The ENISA report blames many of the systemic failings of IoT security throughout healthcare on design that is driven by an ‘intended use’ case scenario. This assumes that a reasonable person is operating the device, not a criminal hacker whose intentions and actions are far from reasonable. It’s a base posture that can only lead to chaos, and indeed has.

Threat of patient care hardware being held hostage

Criminals are actively targeting MRI machines, CT scanners, dialysis and drug pumps, in fact anything within the Internet of Medical Things ecosystem that might provide an opportunity to exploit. Be that through an as yet untapped form of ransomware, holding patient care hardware as hostage, or as a means to hop onto the healthcare network from where other vulnerabilities can be exploited to exfiltrate data. Internet of Things devices are even being harvested into botnets that can be used to launch DDoS attacks.

In the rush to implement time-saving, money-saving and often remote or mobile patient care solutions, it seems that security has simply been sacrificed along the way. So what needs to change? At the risk of repeating myself, the answer once more is everything.

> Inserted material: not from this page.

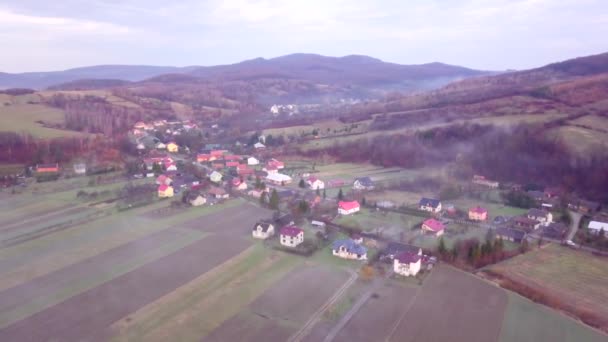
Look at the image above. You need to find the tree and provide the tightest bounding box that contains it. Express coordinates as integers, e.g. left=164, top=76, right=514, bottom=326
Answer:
left=268, top=189, right=279, bottom=209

Investment in Medical IOT security urgently needed

ENISA recommends that the NHS should provide “specific IT security requirements for IoT components” and only implement “state of the art security measures.” Both of which will cost money, and we already know there is little appetite for increased security spending from NHS trusts.

ENISA goes on to state that device manufacturers themselves “should incorporate security into existing quality assurance systems” and involve healthcare organisations “when designing systems and services.” Great in principle, but again unlikely to happen; because cost.

Most legacy IOT devices cannot be patched

Building better security into IoT devices is often not possible simply because it raises the cost per unit, and low cost will sadly always trump high security when the purchase orders are being raised. Incorporating better security into existing products is also unlikely, as most of the legacy IoT devices out there cannot be patched.

They can, maybe, be upgraded to a later model with improved security but that then bumps heads with the budget once more. Persuading vendors that their maintenance programs should include taking care of security upgrades will be a challenge, albeit one that I think must be attempted.

Medical devices must have security designed in from ground-up

I have said it before, and I will say it again: a complex conversation regarding healthcare security is long overdue. Until medical devices have security baked into software from the design process up, and some kind of accepted standardisation for secure data exchange between them and health information systems exists, the Internet of Medical Things is in danger of becoming the Android marketplace of healthcare hardware. Dangerously fragmented and, in the absence of any legislative incentive, dangerously apathetic to the risk it represents.